Après quelques répétitions ayant permis à
Helloween de prendre toute la mesure de l'étendue vocale impressionnante de Kiske (3 octaves et demie) et de sa capacité exceptionnelle à monter dans les aigus en restant parfaitement clair, le groupe décide d'abandonner le côté thrashy de sa musique qui avait pourtant fait son succès. Kai et Weiki commencent alors à travailler sur un double-album ambitieux, qui devra mettre l’accent sur le chant aigu de Kiske et les mélodies des twin-guitars, mais également conserver les rythmes "double-time feel" auxquels Ingo Schwichtenberg est désormais rompu. Hansen et Weikath ne savent pas encore qu'ils sont sur le point de poser les bases d'un nouveau style qui influencera plusieurs générations de musiciens : le Speed Mélodique, plus tard rebaptisé "
Power Metal" ou "Happy
Metal".
Noise International ne fait pourtant pas confiance au combo germain et refuse catégoriquement de sortir un double album, prédisant une catastrophe commerciale. Les musiciens se voient donc contraints de fractionner ce qui au départ devait être un tout, et choisissent de proposer un diptyque sur lequel les 14 morceaux (6 composés par Kai, 5 par Weiki et 3 par Kiske) semblent répartis, volontairement ou pas, en fonction de leur compositeur : ainsi le premier volet de la saga, qui ne propose d'ailleurs que 6 chansons, fait la part belle à Kai, auteur de 4 morceaux sur 6, tandis que l'album suivant réunira les œuvres de Weiki et Michael. Si la rumeur veut que les premières dissensions au sein du groupe aient pris leur origine dans cette tracklist, le choix artistique semble pourtant avec le recul cohérent et même évident.
Alors que "Keeper Of The
Seven Keys Part II", (un peu) moins accessible, oppose une facette comique et légère à un ensemble de titres plus sombres, alambiqués, voire progressifs, cette première partie reste plus linéaire, capturant le remarquable talent de songwriter de Kai. Les chansons sont fraîches, enjouées, catchy, instantanément mémorisables, et en même temps puissantes et résolument Heavy. La voix cristalline et impériale de Kiske, associée à de fabuleux leads de guitare, contraste remarquablement avec les riffs acérés des deux virtuoses emmenés par l'invincible équipe Ingo/Markus qui bastonne sans jamais faiblir en background sonore. Le meilleur des deux mondes, vous en rêviez, ils l'ont fait.
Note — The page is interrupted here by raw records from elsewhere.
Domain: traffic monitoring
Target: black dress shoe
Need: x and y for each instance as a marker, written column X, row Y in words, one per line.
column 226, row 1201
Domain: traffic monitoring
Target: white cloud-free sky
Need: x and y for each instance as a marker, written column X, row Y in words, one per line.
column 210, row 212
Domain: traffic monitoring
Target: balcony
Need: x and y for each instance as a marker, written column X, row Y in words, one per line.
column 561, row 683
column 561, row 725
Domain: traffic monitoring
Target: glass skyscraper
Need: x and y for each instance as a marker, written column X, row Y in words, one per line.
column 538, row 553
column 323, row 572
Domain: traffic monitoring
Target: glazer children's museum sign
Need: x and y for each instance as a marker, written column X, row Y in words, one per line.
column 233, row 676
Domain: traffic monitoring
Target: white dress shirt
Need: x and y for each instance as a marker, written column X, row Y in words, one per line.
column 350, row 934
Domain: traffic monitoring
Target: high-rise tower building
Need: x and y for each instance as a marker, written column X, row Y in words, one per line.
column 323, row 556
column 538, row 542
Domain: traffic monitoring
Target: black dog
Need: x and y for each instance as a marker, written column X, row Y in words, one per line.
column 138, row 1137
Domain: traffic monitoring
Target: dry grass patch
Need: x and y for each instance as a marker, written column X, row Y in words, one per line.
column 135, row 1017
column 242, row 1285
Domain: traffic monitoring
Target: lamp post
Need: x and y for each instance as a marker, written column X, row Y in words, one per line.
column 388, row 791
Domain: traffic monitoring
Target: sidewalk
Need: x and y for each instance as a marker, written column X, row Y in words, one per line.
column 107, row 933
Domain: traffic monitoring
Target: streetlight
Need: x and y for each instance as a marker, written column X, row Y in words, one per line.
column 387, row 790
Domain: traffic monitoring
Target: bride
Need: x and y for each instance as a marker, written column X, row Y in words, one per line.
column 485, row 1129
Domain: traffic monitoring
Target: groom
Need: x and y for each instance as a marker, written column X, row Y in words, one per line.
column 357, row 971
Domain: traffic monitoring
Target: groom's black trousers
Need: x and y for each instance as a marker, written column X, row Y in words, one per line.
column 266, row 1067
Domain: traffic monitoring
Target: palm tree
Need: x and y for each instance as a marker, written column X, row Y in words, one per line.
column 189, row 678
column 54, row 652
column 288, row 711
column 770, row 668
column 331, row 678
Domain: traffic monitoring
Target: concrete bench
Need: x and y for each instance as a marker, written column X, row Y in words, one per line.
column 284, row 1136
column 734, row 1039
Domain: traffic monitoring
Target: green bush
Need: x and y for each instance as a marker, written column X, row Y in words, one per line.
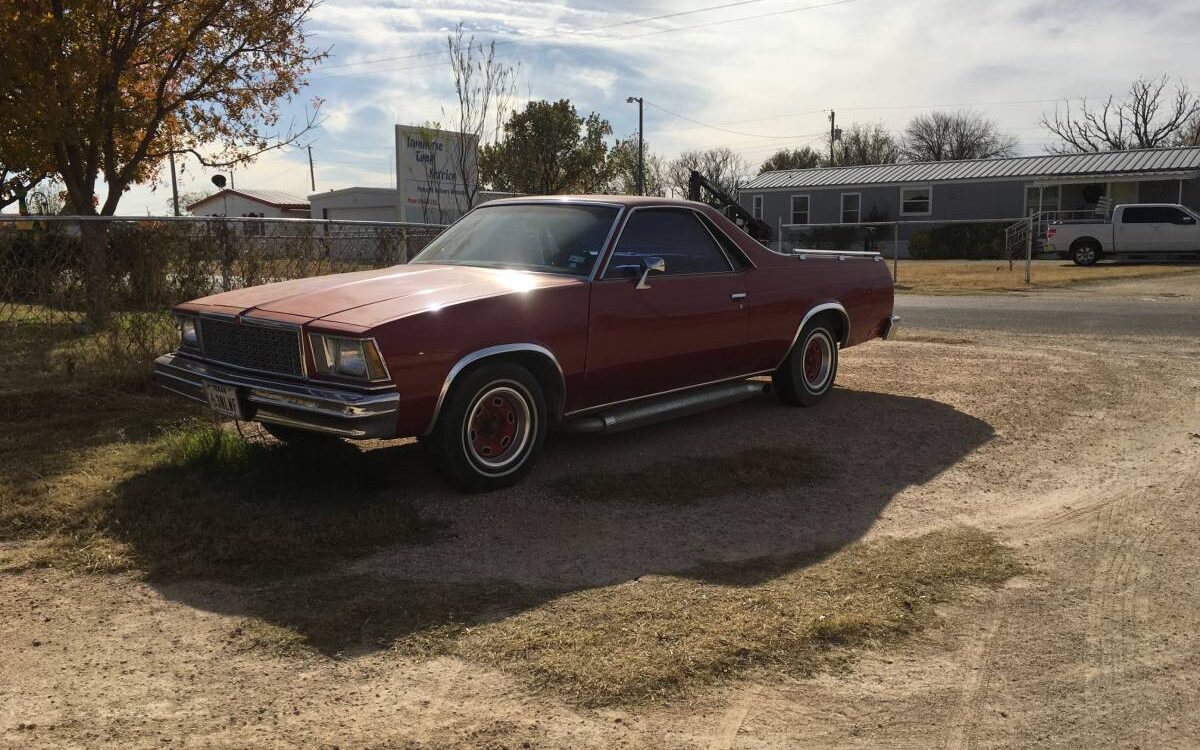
column 982, row 241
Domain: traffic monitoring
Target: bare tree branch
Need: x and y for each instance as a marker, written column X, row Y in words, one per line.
column 1146, row 118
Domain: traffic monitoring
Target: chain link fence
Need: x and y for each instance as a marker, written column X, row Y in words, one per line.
column 89, row 295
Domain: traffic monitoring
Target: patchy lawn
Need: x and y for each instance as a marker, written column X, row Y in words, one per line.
column 976, row 276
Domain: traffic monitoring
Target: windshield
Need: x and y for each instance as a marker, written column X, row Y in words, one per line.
column 563, row 238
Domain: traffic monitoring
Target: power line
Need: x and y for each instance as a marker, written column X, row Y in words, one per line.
column 715, row 127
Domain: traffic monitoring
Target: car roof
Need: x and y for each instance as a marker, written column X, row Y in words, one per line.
column 628, row 201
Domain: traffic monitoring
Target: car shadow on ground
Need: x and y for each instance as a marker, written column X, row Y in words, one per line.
column 355, row 565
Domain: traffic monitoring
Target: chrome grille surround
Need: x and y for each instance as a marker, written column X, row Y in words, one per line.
column 252, row 345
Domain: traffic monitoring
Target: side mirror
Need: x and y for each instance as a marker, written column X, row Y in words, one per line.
column 651, row 264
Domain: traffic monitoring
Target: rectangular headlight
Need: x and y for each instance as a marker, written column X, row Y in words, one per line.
column 347, row 358
column 189, row 335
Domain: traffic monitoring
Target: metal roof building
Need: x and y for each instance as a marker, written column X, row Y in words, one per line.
column 993, row 190
column 1171, row 163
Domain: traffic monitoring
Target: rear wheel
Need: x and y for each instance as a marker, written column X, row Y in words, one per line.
column 491, row 429
column 807, row 376
column 1085, row 252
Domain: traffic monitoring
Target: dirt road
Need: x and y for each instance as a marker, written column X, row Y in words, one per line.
column 1079, row 451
Six titres donc, qui étaient appelés à devenir légendaires, impeccablement produits par Tommy Newton et Tommy Hansen (
Pretty Maids), agrémentés d'une introduction qui vous hérisse le poil et vous met en condition, et d'une outro qui ne peut que vous enjoindre à enchaîner immédiatement avec le petit frère : de la vitesse certes (I'm Alive,
Twilight Of The Gods) mais également un up-tempo jouissif ponctué d'un break inventif (A Little Time), une ballade qui ferait fondre un iceberg sur place (
A Tale That Wasn't Right), un hit en puissance (
Future World) et une épopée de 13 minutes (
Halloween) qui vous tient en haleine jusqu'à la dernière seconde. Une preuve supplémentaire que les albums parfaits existent, contrairement à la théorie répandue sur ce site.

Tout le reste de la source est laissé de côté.